Niente bilanci, d’accordo. Ma la sua più grande soddisfazione?
«Per chi fa il mio mestiere il vero lusso è poter scegliere. In questo momento della mia vita posso decidere cosa fare del mio tempo e delle scelte artistiche, quali film fare e quali non fare. Per anni non ho potuto scegliere perché dovevo pagare affitto e bollette. È una conquista e una responsabilità».

Sogni da realizzare?
«Con il film “Lasciarsi un giorno a Roma” per la prima volta ho fatto una coproduzione internazionale. Ecco, vorrei fare dei film che abbiano un respiro europeo più ampio. E lavorare con alcuni registi con cui non ho mai collaborato: Paolo Sorrentino, Gabriele Salvatores, Paolo Virzì hanno un’idea di cinema molto forte».

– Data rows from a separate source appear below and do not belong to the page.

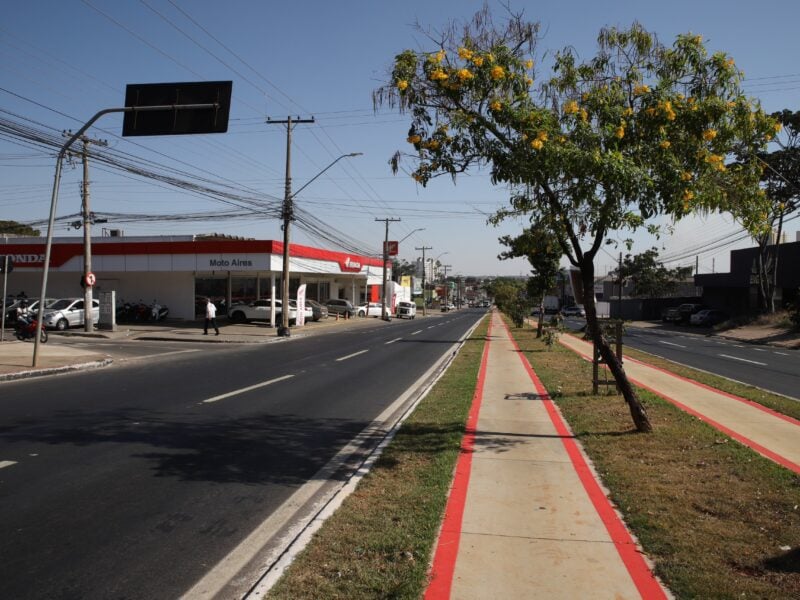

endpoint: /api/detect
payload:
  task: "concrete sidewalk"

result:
[426,312,667,600]
[560,334,800,473]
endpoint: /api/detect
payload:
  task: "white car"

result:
[228,299,314,325]
[396,302,417,319]
[44,298,100,331]
[356,302,391,317]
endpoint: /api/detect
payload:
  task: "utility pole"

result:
[442,265,453,306]
[76,136,108,333]
[414,246,433,317]
[267,116,314,337]
[375,217,401,321]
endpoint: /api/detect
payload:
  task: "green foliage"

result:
[0,221,40,237]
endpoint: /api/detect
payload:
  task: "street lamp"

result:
[272,151,362,336]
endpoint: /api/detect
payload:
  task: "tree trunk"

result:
[536,297,544,338]
[581,259,653,433]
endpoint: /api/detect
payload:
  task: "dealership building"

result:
[0,236,391,319]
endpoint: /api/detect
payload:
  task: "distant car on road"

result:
[561,306,586,317]
[325,298,356,317]
[397,302,417,319]
[689,308,729,327]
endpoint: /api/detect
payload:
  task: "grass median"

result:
[511,327,800,599]
[269,319,488,600]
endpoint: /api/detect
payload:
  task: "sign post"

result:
[33,81,233,367]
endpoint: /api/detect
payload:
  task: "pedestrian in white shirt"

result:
[203,298,219,335]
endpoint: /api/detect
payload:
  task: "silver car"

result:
[44,298,100,331]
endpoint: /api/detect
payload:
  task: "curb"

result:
[0,358,114,381]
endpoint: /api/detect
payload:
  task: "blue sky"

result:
[0,0,800,275]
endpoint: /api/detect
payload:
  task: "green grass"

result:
[511,316,800,599]
[269,319,488,600]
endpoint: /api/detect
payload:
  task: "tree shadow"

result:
[764,547,800,573]
[0,408,382,485]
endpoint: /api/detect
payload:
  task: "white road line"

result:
[336,350,369,362]
[719,354,767,367]
[203,375,294,404]
[658,340,688,348]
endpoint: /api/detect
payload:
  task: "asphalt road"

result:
[0,310,484,599]
[567,318,800,400]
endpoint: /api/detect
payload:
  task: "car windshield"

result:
[47,300,74,310]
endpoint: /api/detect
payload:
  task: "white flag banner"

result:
[295,283,306,327]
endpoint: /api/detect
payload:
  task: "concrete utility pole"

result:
[414,246,433,317]
[376,217,401,321]
[76,136,108,333]
[267,117,314,337]
[442,265,453,306]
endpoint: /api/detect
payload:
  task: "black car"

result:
[325,298,356,317]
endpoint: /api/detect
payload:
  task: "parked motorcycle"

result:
[14,317,47,344]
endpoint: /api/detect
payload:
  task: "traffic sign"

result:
[122,81,233,137]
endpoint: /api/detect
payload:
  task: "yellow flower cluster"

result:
[456,69,475,81]
[706,154,727,172]
[489,65,506,81]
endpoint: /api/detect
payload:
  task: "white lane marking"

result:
[720,354,767,367]
[336,350,369,362]
[658,340,686,348]
[203,375,294,404]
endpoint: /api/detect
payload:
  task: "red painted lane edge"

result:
[565,332,800,474]
[425,319,492,600]
[506,326,667,600]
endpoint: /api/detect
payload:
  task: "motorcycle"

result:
[14,317,47,344]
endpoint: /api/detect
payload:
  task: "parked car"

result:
[689,308,729,327]
[228,298,314,325]
[44,298,100,331]
[561,306,586,317]
[306,298,328,321]
[396,302,417,319]
[357,302,391,317]
[325,298,356,317]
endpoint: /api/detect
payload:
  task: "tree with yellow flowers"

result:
[374,8,774,431]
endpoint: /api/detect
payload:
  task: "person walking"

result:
[203,298,219,335]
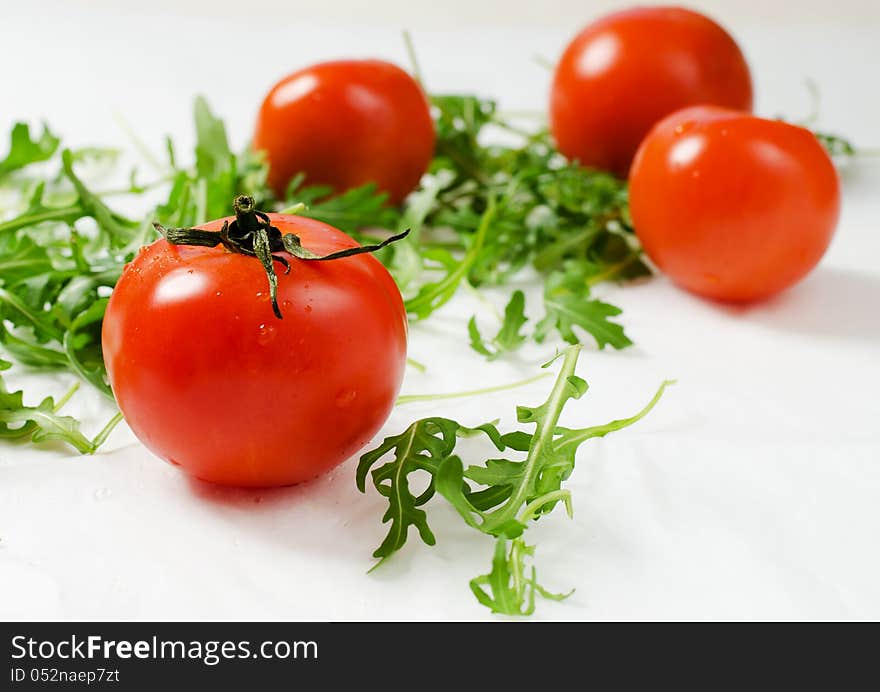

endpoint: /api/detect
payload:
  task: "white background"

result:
[0,0,880,620]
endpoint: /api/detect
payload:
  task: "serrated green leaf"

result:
[0,123,61,178]
[468,290,528,360]
[535,262,632,349]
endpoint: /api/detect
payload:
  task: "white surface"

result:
[0,8,880,620]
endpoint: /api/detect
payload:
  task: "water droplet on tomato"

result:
[673,120,695,136]
[336,389,357,408]
[257,324,276,346]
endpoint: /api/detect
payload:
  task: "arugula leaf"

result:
[0,123,61,178]
[357,418,500,564]
[470,537,574,615]
[468,291,528,360]
[813,132,858,158]
[286,175,399,233]
[193,96,232,180]
[357,346,671,615]
[0,358,122,454]
[405,200,496,319]
[535,262,632,349]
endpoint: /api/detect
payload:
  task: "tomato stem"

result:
[153,195,409,320]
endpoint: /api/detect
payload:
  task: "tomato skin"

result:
[550,7,752,177]
[253,60,435,204]
[103,214,407,487]
[630,106,840,302]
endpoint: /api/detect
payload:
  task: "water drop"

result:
[257,324,276,346]
[336,389,357,408]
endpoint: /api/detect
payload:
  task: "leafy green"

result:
[0,359,122,454]
[813,132,858,158]
[0,123,61,178]
[0,98,269,453]
[535,262,632,349]
[468,291,528,360]
[357,346,671,615]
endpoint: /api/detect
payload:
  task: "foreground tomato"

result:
[630,106,840,301]
[550,7,752,177]
[103,204,407,487]
[253,60,434,204]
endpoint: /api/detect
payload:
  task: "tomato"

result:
[253,60,435,204]
[550,7,752,177]
[103,208,407,487]
[630,106,840,301]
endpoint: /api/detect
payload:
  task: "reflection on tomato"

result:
[630,106,840,301]
[103,214,407,487]
[253,60,435,204]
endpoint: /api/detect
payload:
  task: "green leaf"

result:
[468,291,528,360]
[193,96,232,180]
[286,176,398,234]
[357,346,669,615]
[535,263,632,349]
[0,123,61,178]
[405,201,496,319]
[470,537,574,616]
[0,235,53,286]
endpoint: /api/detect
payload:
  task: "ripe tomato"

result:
[103,214,407,487]
[630,106,840,301]
[550,7,752,177]
[253,60,435,204]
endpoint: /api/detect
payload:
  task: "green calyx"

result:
[153,195,409,319]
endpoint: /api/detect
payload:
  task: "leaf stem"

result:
[480,345,581,533]
[52,382,79,413]
[395,372,550,406]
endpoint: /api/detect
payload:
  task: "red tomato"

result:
[550,7,752,177]
[253,60,435,204]
[630,106,840,301]
[103,214,407,487]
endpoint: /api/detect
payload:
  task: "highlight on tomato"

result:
[550,7,752,177]
[253,60,435,204]
[629,106,840,301]
[102,197,407,487]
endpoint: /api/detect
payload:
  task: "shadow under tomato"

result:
[181,472,324,510]
[722,268,880,343]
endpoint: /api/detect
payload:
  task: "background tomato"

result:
[550,7,752,177]
[630,107,840,301]
[103,214,407,487]
[253,60,435,204]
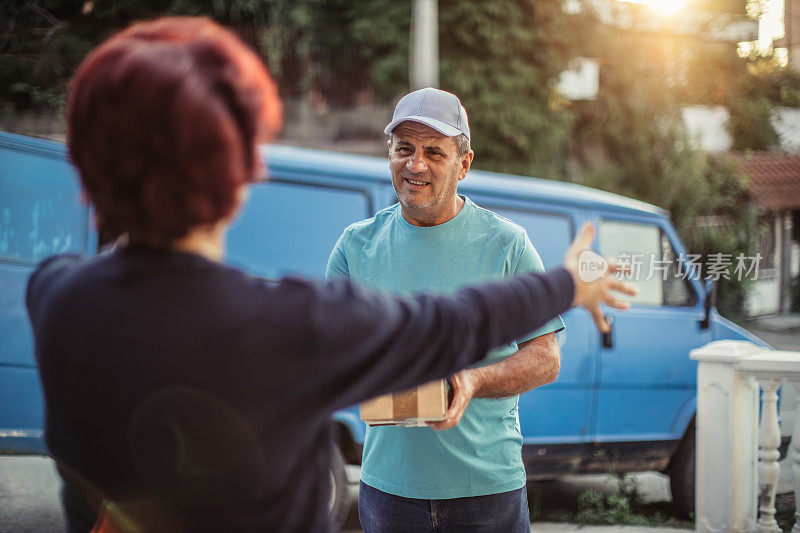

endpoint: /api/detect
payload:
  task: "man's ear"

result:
[458,150,475,181]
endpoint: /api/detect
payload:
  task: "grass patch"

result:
[528,477,694,529]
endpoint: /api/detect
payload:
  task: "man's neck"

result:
[400,195,464,227]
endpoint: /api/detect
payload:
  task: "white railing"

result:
[691,341,800,533]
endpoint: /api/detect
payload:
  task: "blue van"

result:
[0,133,766,513]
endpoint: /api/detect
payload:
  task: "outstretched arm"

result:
[429,333,561,430]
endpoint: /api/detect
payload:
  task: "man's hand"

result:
[564,223,638,333]
[428,369,478,431]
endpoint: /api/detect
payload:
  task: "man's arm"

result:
[429,332,561,430]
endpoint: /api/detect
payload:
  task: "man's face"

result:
[389,121,469,212]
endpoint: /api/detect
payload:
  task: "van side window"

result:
[0,161,89,265]
[486,206,572,268]
[227,179,372,279]
[598,220,695,306]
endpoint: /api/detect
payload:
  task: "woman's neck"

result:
[129,223,228,263]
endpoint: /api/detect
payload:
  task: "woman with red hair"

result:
[27,14,628,532]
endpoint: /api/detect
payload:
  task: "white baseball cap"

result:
[383,87,470,139]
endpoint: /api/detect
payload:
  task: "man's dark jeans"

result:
[358,482,531,533]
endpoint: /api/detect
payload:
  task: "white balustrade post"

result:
[791,380,800,533]
[691,340,763,533]
[756,379,781,533]
[734,350,800,533]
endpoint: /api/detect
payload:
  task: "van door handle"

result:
[600,315,614,348]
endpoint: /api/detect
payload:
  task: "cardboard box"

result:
[361,379,448,427]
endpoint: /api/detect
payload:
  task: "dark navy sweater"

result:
[27,247,574,531]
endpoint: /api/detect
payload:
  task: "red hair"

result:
[67,17,282,241]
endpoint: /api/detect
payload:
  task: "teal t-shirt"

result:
[326,198,564,499]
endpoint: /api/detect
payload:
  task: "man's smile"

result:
[403,178,429,187]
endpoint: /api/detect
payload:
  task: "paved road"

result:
[0,456,680,533]
[0,456,64,533]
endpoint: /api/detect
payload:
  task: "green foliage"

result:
[439,0,573,177]
[574,477,690,527]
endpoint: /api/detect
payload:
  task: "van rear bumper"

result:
[522,440,680,480]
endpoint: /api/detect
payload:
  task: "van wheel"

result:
[328,445,350,531]
[669,422,695,518]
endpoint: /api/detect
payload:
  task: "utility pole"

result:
[409,0,439,90]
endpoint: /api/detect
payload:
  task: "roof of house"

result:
[733,152,800,211]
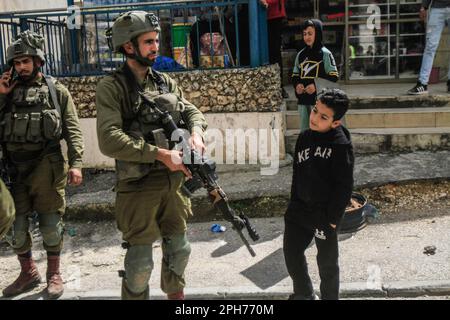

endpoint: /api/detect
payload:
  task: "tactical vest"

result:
[112,64,185,182]
[0,78,62,151]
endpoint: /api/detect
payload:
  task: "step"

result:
[285,107,450,130]
[285,126,450,154]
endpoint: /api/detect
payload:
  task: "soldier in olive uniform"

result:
[96,11,207,299]
[0,31,83,299]
[0,180,16,240]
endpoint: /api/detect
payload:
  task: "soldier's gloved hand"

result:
[156,149,192,179]
[67,168,83,186]
[189,132,206,155]
[0,68,17,94]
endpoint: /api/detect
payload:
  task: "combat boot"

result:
[167,290,184,300]
[47,256,64,299]
[3,257,41,297]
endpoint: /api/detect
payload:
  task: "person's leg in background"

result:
[408,8,448,95]
[298,104,312,132]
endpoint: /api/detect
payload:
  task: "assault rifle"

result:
[139,92,259,257]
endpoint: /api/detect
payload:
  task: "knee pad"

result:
[5,214,31,249]
[162,233,191,276]
[125,245,153,294]
[39,213,64,247]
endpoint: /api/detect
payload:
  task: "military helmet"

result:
[106,11,161,52]
[6,30,45,66]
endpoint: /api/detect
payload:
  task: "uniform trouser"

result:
[0,180,16,239]
[298,104,314,132]
[283,221,339,300]
[6,153,67,254]
[116,170,192,299]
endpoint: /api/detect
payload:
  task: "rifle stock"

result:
[139,92,259,257]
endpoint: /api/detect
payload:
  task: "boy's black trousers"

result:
[283,219,339,300]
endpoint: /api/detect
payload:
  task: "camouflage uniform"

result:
[96,11,206,299]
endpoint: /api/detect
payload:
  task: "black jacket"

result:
[286,126,354,230]
[292,19,339,105]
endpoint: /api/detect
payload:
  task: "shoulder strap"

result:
[44,75,62,116]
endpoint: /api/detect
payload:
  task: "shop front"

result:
[283,0,433,83]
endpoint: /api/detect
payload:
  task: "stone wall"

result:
[59,65,282,118]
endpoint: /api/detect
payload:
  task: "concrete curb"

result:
[54,280,450,300]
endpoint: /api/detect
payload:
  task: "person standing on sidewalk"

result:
[259,0,289,99]
[283,89,354,300]
[292,19,339,131]
[96,11,207,300]
[0,30,84,299]
[408,0,450,95]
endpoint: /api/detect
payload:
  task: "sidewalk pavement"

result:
[0,151,450,299]
[66,151,450,221]
[2,215,450,300]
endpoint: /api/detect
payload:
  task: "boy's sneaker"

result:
[408,82,428,95]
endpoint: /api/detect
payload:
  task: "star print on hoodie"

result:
[292,19,339,105]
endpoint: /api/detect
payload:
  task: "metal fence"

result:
[0,0,268,76]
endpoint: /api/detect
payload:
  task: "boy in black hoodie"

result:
[292,19,339,131]
[283,89,354,300]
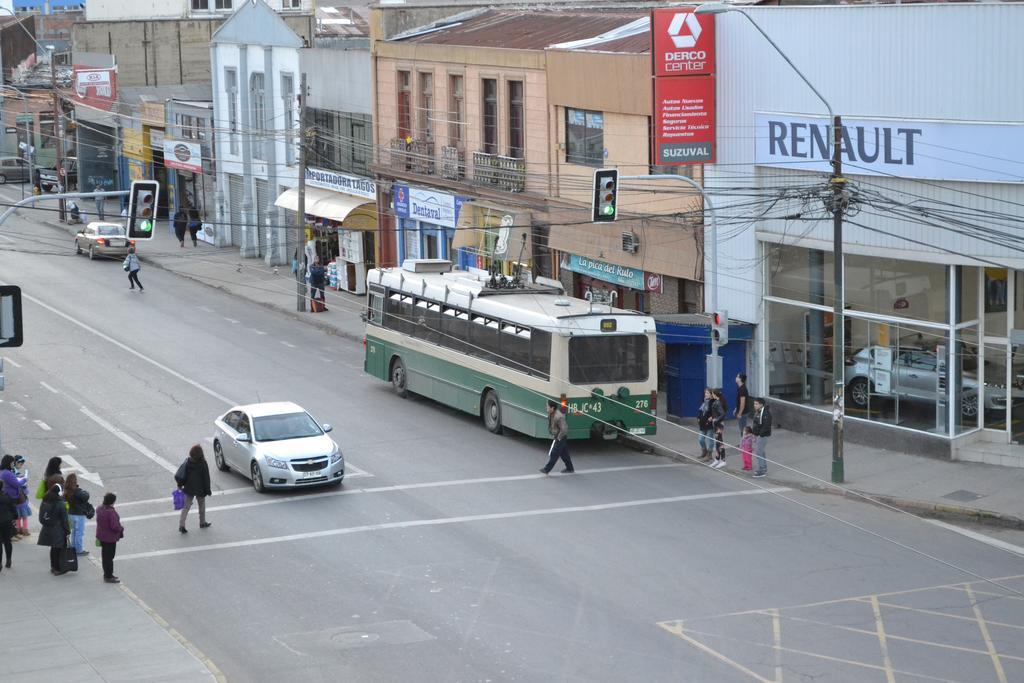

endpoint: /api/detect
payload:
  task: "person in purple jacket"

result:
[96,494,125,584]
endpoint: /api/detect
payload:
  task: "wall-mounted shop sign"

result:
[306,168,377,200]
[754,113,1024,182]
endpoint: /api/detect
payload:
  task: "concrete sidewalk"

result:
[41,214,1024,528]
[647,411,1024,528]
[0,540,218,683]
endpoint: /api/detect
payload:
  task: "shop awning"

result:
[273,187,377,230]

In comune con Roma ha anche il giorno del compleanno. Con l’occasione esce in sala (il 19, 20 e 21 aprile) il documentario “Power of Rome”, per la regia di Giovanni Troilo, in cui lei fa da Cicerone, voce fuori campo e attore, in un viaggio attraverso le storie degli imperatori intrecciate con il presente. Cosa possiamo imparare da quella antica civiltà?
«Pensavo di conoscere molto bene la mia città e la sua storia. E invece con “Power of Rome” mi sono reso conto di essere molto ignorante. Ad esempio non avevo mai visto la Domus Aurea, una meraviglia, sono rimasto ore lì dentro. È stato un viaggio sorprendente, dopo questo excursus nelle storie degli imperatori che hanno adorato e distrutto la città ho realizzato che nei secoli non è cambiato niente. Roma è una città che continua ad avere un rapporto conflittuale con il potere. La sfiducia delle persone nei confronti della politica, il sospetto che circonda chi governa, è figlia di quella esperienza».

All’origine del mito di Roma caput mundi ci sono morti, sangue, distruzione. E guerre. Che effetto le fa il conflitto in Ucraina?
«Roma viene fondata su un fratricidio. Fondata nel sangue, più volte rinasce nel sangue. Non mi piace fare il tuttologo, ma questa guerra ravvicinata tra due popoli che fino all’altro ieri si trovavano nello stesso territorio riporta a una violenza talmente efferata che faccio fatica a comprenderla, così come alcuni fatti della storia di Roma. La guerra in Ucraina mi trasmette un senso di frustrazione, il mio cervello si rifiuta di capire come si possa sparare alla nuca di un bambino, resto imbambolato davanti alle notizie». 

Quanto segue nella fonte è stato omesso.